Kale Waldorf Salad (page 144)
This version of the classic American salad replaces iceberg lettuce with heart-healthy kale and the mayonnaise with a delicious oil-free blended dressing. The key is to cut the kale very finely to allow it to soften properly.
Makes 1 to 2 main-course or 3 side salads
1⁄4 cup raw cashews, soaked (see Tips) 60 mL
2 cups thinly sliced trimmed kale 500 mL
(see Tips, left)
(see Tips, left)
2 tbsp cold-pressed (extra virgin) olive oil 30 mL
1⁄4 cup freshly squeezed lemon juice, divided 60 mL
1 tbsp apple cider vinegar, divided 15 mL
2 tsp fine sea salt, divided 10 mL
1 cup thinly sliced tart apple, divided 250 mL
1⁄2 cup thinly sliced celery, divided 125 mL
1⁄2 cup filtered water 125 mL
1⁄2 cup walnuts, halves or pieces 125 mL
1⁄4 cup raisins 60 mL
1. In a bowl, toss together kale, olive oil, 2 tsp (10 mL) lemon juice, 1 tsp (5 mL) cider vinegar and 1 tsp (5 mL) salt. Set aside to soften for 10 minutes. Transfer to a serving dish.
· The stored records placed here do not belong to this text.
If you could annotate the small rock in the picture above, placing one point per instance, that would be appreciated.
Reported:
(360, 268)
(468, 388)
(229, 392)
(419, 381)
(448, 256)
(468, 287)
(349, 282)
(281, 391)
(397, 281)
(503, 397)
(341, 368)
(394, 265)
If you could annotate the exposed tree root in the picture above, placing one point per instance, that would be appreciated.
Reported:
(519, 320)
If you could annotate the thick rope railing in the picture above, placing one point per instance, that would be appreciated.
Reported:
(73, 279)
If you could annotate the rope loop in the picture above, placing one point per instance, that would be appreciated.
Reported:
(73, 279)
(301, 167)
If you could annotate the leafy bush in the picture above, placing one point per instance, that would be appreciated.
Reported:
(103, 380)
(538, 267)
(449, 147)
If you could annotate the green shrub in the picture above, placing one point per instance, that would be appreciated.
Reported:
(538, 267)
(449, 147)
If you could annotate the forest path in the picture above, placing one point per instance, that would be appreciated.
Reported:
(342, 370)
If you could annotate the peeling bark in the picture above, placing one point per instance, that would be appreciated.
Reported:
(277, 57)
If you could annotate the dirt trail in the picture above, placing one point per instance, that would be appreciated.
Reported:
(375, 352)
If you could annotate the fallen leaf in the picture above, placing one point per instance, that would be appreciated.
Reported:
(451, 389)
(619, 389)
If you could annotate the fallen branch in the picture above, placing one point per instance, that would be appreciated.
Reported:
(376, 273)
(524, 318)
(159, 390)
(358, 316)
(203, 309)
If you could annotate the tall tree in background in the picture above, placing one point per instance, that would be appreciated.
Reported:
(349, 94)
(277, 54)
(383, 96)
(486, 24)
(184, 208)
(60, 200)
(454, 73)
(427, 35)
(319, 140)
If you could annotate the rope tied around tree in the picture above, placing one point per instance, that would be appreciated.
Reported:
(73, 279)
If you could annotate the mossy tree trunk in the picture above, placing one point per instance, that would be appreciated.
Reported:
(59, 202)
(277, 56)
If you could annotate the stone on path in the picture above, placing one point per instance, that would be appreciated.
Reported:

2. In a blender, combine 1⁄2 cup (125 mL) apple, 1⁄4 cup (60 mL) celery, water, soaked cashews and remaining lemon juice, vinegar and salt. Blend at high speed until smooth and creamy. Pour over softened kale. Add walnuts, raisins and remaining apple and celery and toss. Set aside to marinate for 5 minutes. Serve immediately.
Over the years I’ve made many different versions of this salad. I like to make it using chopped dried fruit such as prunes, dried apricots or dried cranberries instead of the raisins.
In addition to walnuts I add 1⁄4 cup (60 mL) whole raw almonds to increase the protein and calcium content.
To soak the cashews for this recipe, place in a bowl and add 1⁄2 cup (125 mL) water. Cover and set aside for 20 minutes. Drain, discarding soaking water, and rinse under cold running water until the water runs clear.
Before chopping the kale, remove the long stem that runs up through the leaf almost to the top of the plant. Use only the leafy green parts.